The Attempt Explained
Rasputin would not stop talking about his Tsaritsyn enemy. The correspondent for the newspaper
Kama-Volga Speech
conducted an interview with him: ‘The Tsaritsyn woman, she … admired Iliodor. The woman, she would go for anything, as long as it was somebody else’s idea. Iliodor egged her on, she wasn’t acting on her own. She was just the hammer striking, but the anvil belonged to somebody else.’
And in his book
A Holy Devil
, Iliodor actually did confirm that he knew Guseva. ‘I know Khionia Guseva well. She is my spiritual daughter … Until the age of eighteen, she had a very beautiful face, and then she became deformed: her nose fell away. Her own explanation is that she prayed to God to take away her beauty. And he took it. It was simply that during a pilgrimage to the holy places she had slept in flophouses in the big cities and had been infected by the foul disease syphilis and turned into a freak.’ But Iliodor categorically denied any part in the attempted murder: ‘I have been unjustly accused by Rasputin of sending a murderer to him.’
Rasputin, however, handed over to the inquest a letter that had been
sent to him in Pokrovskoe three days after the dagger attack: ‘I, and not you, Grigory, have emerged the victor in this struggle! Your hypnosis has been dispersed, like smoke in the sun. I say that in spite of everything, you shall die! I am your avenger! The prisoner.’
‘I think the letter was written by Iliodor himself,’ Rasputin testified. The investigators attached the letter to the File. But unlike the investigators of 1914, we do not have to do our digging among scraps of evidence or rely on conjecture.

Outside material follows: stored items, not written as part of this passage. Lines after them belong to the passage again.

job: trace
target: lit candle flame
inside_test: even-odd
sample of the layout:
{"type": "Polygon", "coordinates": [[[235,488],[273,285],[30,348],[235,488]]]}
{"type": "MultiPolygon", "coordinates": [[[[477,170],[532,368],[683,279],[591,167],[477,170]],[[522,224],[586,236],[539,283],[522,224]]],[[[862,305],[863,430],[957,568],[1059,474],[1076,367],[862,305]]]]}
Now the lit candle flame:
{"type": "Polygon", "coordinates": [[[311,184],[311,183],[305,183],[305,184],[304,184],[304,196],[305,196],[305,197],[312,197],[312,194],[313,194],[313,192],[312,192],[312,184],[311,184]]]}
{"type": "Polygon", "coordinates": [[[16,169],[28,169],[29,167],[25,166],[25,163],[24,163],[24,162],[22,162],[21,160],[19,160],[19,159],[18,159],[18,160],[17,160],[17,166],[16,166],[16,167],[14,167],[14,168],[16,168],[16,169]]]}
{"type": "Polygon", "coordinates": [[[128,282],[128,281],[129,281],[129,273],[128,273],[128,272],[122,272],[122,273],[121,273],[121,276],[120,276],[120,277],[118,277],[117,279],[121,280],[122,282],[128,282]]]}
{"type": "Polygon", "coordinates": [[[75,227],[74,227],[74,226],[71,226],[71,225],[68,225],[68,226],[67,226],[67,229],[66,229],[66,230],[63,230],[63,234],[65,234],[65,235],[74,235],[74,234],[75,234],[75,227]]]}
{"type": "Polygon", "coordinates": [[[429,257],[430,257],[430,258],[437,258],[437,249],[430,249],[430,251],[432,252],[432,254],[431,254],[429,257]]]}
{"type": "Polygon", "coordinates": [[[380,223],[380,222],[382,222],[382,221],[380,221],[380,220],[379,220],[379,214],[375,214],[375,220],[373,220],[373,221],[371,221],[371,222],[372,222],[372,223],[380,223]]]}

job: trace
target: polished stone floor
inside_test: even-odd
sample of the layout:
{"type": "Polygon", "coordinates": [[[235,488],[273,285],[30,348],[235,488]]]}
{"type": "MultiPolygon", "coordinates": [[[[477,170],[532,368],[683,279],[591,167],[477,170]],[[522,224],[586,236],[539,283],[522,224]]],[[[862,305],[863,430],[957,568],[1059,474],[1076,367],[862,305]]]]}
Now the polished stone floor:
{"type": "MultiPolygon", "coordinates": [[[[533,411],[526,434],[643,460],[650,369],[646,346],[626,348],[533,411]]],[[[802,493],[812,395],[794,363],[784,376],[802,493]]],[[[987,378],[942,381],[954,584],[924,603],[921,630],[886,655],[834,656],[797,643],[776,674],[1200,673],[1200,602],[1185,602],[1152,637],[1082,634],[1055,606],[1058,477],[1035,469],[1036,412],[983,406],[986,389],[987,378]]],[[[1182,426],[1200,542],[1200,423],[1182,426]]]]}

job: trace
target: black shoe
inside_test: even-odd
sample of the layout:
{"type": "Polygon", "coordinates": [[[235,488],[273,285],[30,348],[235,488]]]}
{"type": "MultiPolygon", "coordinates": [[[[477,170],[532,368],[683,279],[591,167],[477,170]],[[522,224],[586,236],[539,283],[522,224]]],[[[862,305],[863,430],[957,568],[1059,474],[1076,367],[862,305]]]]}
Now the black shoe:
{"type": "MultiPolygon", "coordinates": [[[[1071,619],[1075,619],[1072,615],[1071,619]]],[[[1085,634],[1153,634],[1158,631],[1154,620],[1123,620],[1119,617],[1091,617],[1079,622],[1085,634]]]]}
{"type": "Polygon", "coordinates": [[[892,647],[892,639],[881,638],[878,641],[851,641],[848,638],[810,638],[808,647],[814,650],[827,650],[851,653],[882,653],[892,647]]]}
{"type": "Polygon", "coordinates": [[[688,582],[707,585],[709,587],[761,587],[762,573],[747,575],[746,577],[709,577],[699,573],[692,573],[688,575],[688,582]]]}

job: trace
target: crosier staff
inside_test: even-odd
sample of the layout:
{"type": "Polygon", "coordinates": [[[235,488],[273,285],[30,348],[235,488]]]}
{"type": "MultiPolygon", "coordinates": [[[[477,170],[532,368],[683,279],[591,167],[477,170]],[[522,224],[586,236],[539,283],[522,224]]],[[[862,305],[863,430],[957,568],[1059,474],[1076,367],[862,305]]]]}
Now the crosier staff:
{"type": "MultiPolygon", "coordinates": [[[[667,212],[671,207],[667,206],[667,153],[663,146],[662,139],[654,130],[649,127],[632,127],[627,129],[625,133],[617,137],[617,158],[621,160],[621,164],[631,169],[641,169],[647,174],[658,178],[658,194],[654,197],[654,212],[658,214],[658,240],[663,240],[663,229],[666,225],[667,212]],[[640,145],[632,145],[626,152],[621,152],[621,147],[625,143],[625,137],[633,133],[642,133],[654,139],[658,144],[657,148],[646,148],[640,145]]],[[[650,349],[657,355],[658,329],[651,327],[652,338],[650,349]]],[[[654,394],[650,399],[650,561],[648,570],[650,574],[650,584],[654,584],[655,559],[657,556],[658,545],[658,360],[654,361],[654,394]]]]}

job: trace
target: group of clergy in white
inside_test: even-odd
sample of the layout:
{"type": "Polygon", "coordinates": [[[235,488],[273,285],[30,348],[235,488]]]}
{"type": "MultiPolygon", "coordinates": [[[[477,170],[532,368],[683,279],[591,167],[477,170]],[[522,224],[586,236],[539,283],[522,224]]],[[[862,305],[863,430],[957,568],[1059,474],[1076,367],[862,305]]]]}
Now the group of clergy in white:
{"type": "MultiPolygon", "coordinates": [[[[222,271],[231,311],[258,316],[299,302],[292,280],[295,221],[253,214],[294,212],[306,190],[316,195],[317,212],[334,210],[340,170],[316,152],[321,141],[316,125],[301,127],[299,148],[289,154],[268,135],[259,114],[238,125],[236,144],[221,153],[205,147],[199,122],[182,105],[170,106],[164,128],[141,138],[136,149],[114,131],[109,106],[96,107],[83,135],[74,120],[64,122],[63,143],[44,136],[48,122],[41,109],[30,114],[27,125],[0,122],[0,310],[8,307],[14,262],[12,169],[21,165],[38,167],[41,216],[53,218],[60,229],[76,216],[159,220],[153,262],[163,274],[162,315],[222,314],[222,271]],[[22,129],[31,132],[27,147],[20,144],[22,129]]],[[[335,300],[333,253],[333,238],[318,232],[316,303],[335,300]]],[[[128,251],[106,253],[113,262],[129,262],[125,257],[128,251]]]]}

In the New York Public Library I read a most rare book given to the library by the daughter of the Russian general Denikin (who commanded the White Army during the civil war). The book was called
Martha of Stalingrad
, and its author was Iliodor. He wrote it after his emigration to America and published it in Russian. And in the book Iliodor says that it was he who decided to take Rasputin’s life. At his ‘New Galilee’, he gathered his flock by the banks of the river. Around four hundred people came. ‘The congregation chose the three most beautiful young women … Those three beauties,’ Iliodor writes, ‘were supposed to lure Rasputin and kill him.’ But Khionia Guseva, who was present, said, ‘Why ruin beautiful women whose lives are ahead of them? I am a wretched woman and of no use to any one…I alone shall bring about his execution. Father, give me your blessing to stab him as the ancient prophet stabbed the false prophets.’